写真:: Gold and Goose / Motorsport Images
新型コロナウイルスのパンデミックはMotoGPのシーズン中断など様々な影響を及ぼし、プロモーターのドルナ・スポーツや参戦メーカー、FIMなどはその対応に追われた。
パンデミックによる経済的な影響について、彼らは開発凍結による支出抑制を目指し、MSMA(モーターサイクルスポーツ製造者協会)の6メーカーは2021年末までエンジン開発を凍結することで合意に至った。なおコンセッション(優遇措置)を適用されているメーカー(KTM、アプリリア)に関しては、今季の開発は凍結されるものの、2021年の開幕戦以降はアップグレードが可能とされた。
ただ、KTMはシーズンが始まると大きく躍進。
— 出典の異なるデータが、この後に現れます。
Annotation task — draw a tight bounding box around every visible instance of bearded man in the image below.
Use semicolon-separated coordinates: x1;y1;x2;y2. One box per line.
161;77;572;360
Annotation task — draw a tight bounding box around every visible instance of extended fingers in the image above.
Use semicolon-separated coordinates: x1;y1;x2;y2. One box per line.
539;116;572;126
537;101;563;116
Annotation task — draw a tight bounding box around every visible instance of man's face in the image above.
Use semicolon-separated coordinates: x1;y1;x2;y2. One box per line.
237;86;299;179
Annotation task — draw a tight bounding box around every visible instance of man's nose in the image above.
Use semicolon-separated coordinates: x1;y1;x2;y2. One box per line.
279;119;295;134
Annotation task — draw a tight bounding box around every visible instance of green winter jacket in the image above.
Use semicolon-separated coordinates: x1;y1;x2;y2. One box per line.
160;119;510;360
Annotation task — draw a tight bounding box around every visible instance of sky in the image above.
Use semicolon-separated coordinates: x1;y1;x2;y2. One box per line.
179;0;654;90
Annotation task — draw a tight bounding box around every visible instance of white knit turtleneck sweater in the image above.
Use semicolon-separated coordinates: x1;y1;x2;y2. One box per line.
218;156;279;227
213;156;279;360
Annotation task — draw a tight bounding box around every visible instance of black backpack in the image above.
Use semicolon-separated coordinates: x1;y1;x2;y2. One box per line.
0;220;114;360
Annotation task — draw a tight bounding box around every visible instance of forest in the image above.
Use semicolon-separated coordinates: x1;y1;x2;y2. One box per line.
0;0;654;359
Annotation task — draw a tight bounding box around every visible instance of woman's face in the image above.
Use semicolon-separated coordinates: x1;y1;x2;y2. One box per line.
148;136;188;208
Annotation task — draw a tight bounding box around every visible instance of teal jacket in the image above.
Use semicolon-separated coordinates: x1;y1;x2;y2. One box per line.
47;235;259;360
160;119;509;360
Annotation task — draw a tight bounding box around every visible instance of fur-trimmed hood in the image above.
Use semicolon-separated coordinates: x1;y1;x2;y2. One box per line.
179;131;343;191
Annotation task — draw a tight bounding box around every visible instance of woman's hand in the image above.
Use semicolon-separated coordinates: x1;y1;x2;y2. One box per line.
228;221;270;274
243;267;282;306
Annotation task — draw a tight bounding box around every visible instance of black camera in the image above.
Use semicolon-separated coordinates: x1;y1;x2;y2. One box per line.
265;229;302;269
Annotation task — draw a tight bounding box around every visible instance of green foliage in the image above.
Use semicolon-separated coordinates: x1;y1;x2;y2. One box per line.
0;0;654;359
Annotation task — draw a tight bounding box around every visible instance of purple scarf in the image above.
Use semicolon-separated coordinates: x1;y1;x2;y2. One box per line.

チェコGPとスティリアGPで勝利を収めたことで、2021年からはコンセッションを失うことが決まった。そのためKTMは来季からエンジン開発が凍結されることになり、使用可能なエンジン基数も他メーカーと同様の数に減少。さらに即時的に自由なテストも不可能となった。
これらはKTMの進化を遅くするはずだ。しかし現在の状況では、全く逆のことが起こる可能性がある。
8月のオーストリアGP開催前、MSMAは同地で開かれた会合において、KTMに2021年を見据え、今季は封印されているエンジンの開封許可を与えることで合意していたことが、motorsport.comの取材で明らかとなっていた。
しかしこの動きはいくつかのライバルメーカーを怒らせているようだ。
「我々はKTMが2021年に向け“スーパーエンジン”を準備していると考えている」と、MSMAの関係者はmotorsport.comに明かした。
「他メーカーと違い、彼らは何の制限もなくエンジンを開封し、手を入れる事ができる。実際、彼らが望めば何もかもが可能だ」
驚異的な改善を遂げているKTMに対し、なぜこうした譲歩が与えられるのか、不思議に思う向きもあるだろう。
調べによると当初の提案は、KTMが現在のエンジンの耐久性に懸念を示したことで、2021年はエンジン2基を追加で使用することを認める(2021年は20レースで通常7基のところ9基使用できる)というものだった。
しかし6メーカーの意見が一致しなかったことで、グランプリコミッションの執行部が介入し、土壇場になって8月末に適用されるレギュレーションの変更をMSMAに伝えたようだ。
『2020年にコンセッションを与えられ、2021年からはそれを喪失して挑むメーカーは、2021年の最初のイベントからエンジンに関するホモロゲーション規制を受け、その(2021年の)仕様をテクニカルディレクターへ提出しなければならない(FIMレギュレーション 2.4)』と、追記箇所には記されている。
つまりKTMは本来ならコンセッション喪失に伴って、来季からエンジン開発の自由を失い、耐久性に懸念のある2020年型エンジンで1シーズンを過ごす予定だったが、新たな2021年型のエンジンで新シーズンに挑むことができるという意味となる。
飛躍的な進歩を遂げているKTMだが、2021年に向けエンジンアップグレードを許可されたことで、さらに強さを増す可能性がありそうだ。